Para entendermos o conceito que Platão tinha sobre a arte é necessário, antes de qualquer coisa, fazermos um recorte para entendermos a sociedade grega dos séculos IV e III a.C. A sociedade grega é considerada o berço da civilização ocidental. Dela herdamos várias características, incluindo o modo de pensar ocidental. Durante o ápice da civilização grega antiga surgem as chamadas cidades-estados e com elas a protodemocracia.
Embora o senso comum credite a esse período o nascimento das instituições democráticas é importante ressaltar que apenas eram considerados cidadãos os senhores de posse, mulheres e escravos não tinham direito de voto para os conselhos que dirigiam a cidades. Isto se dava porque para os gregos do período helenístico qualquer pessoa que executasse um trabalho manual era considerado inferior.
Para exemplificarmos, basta lembrar que tanto Platão quanto Aristóteles consideravam mulheres e escravos inferiores e deveriam estar subordinados aos seus senhores: os homens de posse. Sendo assim, já na sociedade grega podemos encontrar o conceito de classes sociais bem definidos. Muito disso ocorria porque os gregos acreditavam que o estado de perfeição se dava somente no mundo das idéias. Tudo que ocorre no plano físico é apenas uma cópia imperfeita de algo perfeito existente apenas no plano metafísico.
Se o belo, no nível inferior próprio da arte, consta da imitação ou da representação do que existe no mundo das sombras, qualquer imitação do que é passional, caótico, turvo ou malvado deve ser reprovada. (Platão, República, p. 58).
Podemos assim compreender porque Platão faz uma dura crítica à arte e aos artistas. Platão irá chamar os artistas de imitadores, e criticará aqueles que apreciam as obras de arte. Os que contemplam a arte ficam cegos pela ilusão da perfeição, sendo que esta só ocorre no plano imaterial. Se Platão fala que o mundo que enxergamos é apenas uma ilusão, uma cópia do real, então os artistas são os que mais se iludem pelo reflexo do real e sua arte será apenas uma cópia de uma cópia. Se para Platão as pessoas deveriam ser e agir de acordo com a racionalidade então os artistas e apreciadores da arte estarão em um nível inferior de humanidade, pois são os que mais se prendem às ilusões e emoções.
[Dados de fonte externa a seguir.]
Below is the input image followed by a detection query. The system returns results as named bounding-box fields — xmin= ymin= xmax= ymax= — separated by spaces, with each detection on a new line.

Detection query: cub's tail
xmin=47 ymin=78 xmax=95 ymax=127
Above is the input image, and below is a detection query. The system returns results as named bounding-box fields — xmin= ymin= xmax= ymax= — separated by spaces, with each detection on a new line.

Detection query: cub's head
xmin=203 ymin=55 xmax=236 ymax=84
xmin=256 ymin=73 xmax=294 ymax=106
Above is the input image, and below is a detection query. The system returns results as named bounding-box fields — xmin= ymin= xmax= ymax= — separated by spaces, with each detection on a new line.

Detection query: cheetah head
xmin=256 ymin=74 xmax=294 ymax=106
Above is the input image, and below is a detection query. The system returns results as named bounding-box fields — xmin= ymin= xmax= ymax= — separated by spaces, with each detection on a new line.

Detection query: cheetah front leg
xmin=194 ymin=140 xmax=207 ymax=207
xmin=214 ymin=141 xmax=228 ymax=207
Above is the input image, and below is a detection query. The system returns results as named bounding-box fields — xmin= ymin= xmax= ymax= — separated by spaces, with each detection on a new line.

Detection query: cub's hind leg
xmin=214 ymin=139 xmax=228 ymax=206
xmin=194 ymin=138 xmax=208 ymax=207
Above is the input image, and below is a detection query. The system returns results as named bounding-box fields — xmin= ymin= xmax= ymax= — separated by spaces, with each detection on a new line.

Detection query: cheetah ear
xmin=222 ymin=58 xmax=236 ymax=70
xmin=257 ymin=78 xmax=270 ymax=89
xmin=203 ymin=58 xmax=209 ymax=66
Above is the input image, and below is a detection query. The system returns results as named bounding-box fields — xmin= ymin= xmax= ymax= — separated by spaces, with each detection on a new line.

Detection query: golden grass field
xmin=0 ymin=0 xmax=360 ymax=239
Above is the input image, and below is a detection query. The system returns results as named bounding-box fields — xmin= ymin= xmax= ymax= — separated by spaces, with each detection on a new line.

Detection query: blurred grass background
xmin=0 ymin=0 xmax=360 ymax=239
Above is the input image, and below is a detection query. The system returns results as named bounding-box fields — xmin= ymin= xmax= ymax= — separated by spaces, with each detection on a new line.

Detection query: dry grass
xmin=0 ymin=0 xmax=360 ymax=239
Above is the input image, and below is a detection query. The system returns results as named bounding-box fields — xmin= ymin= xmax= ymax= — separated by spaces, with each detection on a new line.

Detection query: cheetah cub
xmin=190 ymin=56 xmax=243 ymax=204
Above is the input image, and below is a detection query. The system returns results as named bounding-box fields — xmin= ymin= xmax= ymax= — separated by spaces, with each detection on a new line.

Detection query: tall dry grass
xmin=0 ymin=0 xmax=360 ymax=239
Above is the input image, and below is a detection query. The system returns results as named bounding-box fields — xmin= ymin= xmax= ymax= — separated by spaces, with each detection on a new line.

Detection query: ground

“Podes dizer-me o que seja na verdade a representação (mimeses)? (...) Nós fixamos em geral um só conceito para muitos objetos, aos quais damos o mesmo nome (...) Não é nosso costume dizer que os fabricantes destes móveis, tendo em mente o conceito, fazem, uns as camas e outros as mesas de que nos servimos, e assim todas as outras coisas? O próprio conceito não é fabricado por nenhum desses artesãos, como poderia sê-lo? (...) Bem, disse, tu captas o sentido do discurso como convém. De fato, um desses artesãos é precisamente o pintor” (Platão, República, p. 58).
Para Platão a arte em sua forma utilitária era a única que possuía um pouco de valor real. Por exemplo, quem projetava uma casa estava mais perto do ideal de perfeição do que o artista que a representava em uma pintura.
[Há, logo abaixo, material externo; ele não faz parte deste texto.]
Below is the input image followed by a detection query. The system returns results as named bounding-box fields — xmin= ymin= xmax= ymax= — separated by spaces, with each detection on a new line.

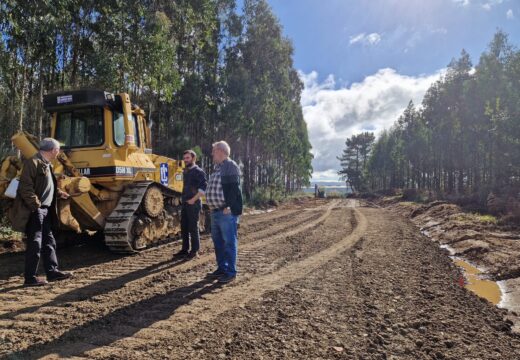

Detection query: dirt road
xmin=0 ymin=200 xmax=520 ymax=359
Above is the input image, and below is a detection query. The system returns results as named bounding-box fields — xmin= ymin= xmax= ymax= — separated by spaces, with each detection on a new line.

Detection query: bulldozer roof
xmin=43 ymin=89 xmax=121 ymax=112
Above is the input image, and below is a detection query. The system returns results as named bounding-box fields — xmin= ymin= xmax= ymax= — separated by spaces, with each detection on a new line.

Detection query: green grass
xmin=453 ymin=213 xmax=498 ymax=225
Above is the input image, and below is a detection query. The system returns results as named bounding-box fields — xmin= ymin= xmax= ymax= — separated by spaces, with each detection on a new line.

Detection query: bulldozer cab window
xmin=55 ymin=107 xmax=104 ymax=148
xmin=113 ymin=111 xmax=139 ymax=147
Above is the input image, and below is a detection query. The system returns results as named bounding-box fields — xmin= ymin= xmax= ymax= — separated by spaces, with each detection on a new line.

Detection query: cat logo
xmin=160 ymin=163 xmax=168 ymax=186
xmin=78 ymin=168 xmax=90 ymax=176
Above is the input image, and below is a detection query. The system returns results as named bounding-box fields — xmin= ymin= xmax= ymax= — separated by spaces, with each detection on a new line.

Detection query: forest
xmin=0 ymin=0 xmax=312 ymax=199
xmin=338 ymin=30 xmax=520 ymax=208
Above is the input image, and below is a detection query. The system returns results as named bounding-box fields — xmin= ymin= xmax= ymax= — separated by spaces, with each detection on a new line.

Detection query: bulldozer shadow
xmin=0 ymin=255 xmax=190 ymax=319
xmin=7 ymin=278 xmax=221 ymax=359
xmin=0 ymin=241 xmax=124 ymax=286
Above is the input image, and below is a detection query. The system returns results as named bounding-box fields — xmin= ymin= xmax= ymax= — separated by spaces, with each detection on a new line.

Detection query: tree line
xmin=0 ymin=0 xmax=312 ymax=198
xmin=339 ymin=31 xmax=520 ymax=205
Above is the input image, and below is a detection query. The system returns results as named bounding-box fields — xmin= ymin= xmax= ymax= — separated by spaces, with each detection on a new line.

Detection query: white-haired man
xmin=9 ymin=138 xmax=72 ymax=286
xmin=206 ymin=141 xmax=242 ymax=283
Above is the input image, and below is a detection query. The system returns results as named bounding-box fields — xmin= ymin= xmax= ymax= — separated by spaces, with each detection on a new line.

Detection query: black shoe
xmin=23 ymin=276 xmax=48 ymax=287
xmin=206 ymin=269 xmax=225 ymax=278
xmin=173 ymin=250 xmax=188 ymax=259
xmin=218 ymin=275 xmax=237 ymax=284
xmin=186 ymin=251 xmax=199 ymax=260
xmin=47 ymin=271 xmax=72 ymax=281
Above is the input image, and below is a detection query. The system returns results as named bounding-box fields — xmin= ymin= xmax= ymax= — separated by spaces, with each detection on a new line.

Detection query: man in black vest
xmin=175 ymin=150 xmax=207 ymax=260
xmin=9 ymin=138 xmax=72 ymax=286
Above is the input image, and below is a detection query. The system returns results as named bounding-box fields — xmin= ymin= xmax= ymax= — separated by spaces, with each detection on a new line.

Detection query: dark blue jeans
xmin=25 ymin=208 xmax=58 ymax=280
xmin=181 ymin=200 xmax=201 ymax=252
xmin=211 ymin=210 xmax=238 ymax=276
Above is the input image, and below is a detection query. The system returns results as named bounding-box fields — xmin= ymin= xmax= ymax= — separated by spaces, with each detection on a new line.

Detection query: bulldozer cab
xmin=44 ymin=90 xmax=151 ymax=152
xmin=43 ymin=90 xmax=184 ymax=192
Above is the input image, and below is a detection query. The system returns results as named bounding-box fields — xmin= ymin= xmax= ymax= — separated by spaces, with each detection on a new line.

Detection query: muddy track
xmin=4 ymin=200 xmax=520 ymax=360
xmin=0 ymin=203 xmax=342 ymax=358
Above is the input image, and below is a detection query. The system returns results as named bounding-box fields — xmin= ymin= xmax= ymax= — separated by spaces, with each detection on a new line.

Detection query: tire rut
xmin=0 ymin=202 xmax=337 ymax=355
xmin=19 ymin=201 xmax=367 ymax=358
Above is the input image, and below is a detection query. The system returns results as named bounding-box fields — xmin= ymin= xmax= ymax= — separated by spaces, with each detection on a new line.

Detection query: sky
xmin=268 ymin=0 xmax=520 ymax=182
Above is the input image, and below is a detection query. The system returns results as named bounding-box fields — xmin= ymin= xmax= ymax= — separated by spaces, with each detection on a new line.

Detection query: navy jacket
xmin=220 ymin=159 xmax=243 ymax=215
xmin=182 ymin=165 xmax=208 ymax=202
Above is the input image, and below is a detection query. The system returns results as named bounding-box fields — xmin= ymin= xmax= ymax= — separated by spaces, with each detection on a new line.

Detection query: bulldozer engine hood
xmin=78 ymin=166 xmax=156 ymax=177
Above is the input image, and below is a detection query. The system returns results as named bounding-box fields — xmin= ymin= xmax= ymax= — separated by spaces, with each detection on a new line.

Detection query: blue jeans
xmin=211 ymin=210 xmax=238 ymax=276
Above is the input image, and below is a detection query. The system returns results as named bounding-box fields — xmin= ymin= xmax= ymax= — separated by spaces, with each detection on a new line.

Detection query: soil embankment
xmin=380 ymin=200 xmax=520 ymax=331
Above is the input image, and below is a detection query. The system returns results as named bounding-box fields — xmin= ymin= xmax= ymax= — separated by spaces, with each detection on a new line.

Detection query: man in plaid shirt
xmin=206 ymin=141 xmax=242 ymax=283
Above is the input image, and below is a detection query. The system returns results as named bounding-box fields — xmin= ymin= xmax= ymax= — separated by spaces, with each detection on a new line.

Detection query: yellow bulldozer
xmin=0 ymin=90 xmax=208 ymax=253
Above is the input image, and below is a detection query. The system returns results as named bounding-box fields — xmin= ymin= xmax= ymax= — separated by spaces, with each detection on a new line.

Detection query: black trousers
xmin=25 ymin=208 xmax=58 ymax=279
xmin=181 ymin=201 xmax=202 ymax=252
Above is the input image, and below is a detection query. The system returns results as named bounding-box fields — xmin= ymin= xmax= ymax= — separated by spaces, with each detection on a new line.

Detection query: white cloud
xmin=452 ymin=0 xmax=504 ymax=11
xmin=453 ymin=0 xmax=471 ymax=6
xmin=482 ymin=0 xmax=504 ymax=11
xmin=300 ymin=68 xmax=441 ymax=179
xmin=350 ymin=33 xmax=381 ymax=45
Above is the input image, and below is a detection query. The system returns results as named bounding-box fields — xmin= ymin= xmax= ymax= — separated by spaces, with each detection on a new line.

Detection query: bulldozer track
xmin=103 ymin=182 xmax=184 ymax=254
xmin=104 ymin=182 xmax=152 ymax=254
xmin=0 ymin=198 xmax=359 ymax=357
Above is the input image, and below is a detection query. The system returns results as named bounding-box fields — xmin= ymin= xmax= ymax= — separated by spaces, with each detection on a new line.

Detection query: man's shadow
xmin=0 ymin=255 xmax=189 ymax=320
O LEGADO PLATÔNICO DE ARTE
As idéias de Platão influenciaram muito o modo de pensar ocidental. Durante a Idade Média podemos perceber a influência do pensamento platônico no modo de conceber a arte. Os motivos religiosos marcaram a arte cristã desse período, pois somente os motivos divinos eram considerados próximos da perfeição de Deus.
Mas não somente a Idade Média será influenciada pelo pensamento platônico de arte. Muito do senso comum sobre a arte e os artistas vem da forma platônica de avaliar a utilidade da arte. Se hoje os trabalhos manuais e os artistas são relegados a uma classe inferior muito disso se deve a forma grega e platônica de pensar. Não que o pensamento platônico esteja totalmente errado, o conceito de ilusão de Platão se encaixa muito bem ao contexto atual. A arte pode sim servir como ilusão, como forma de ludibriar o espectador. Para tanto basta lembrarmos do show midiático, da TV e em muitas vezes até mesmo o cinema e a literatura comercial.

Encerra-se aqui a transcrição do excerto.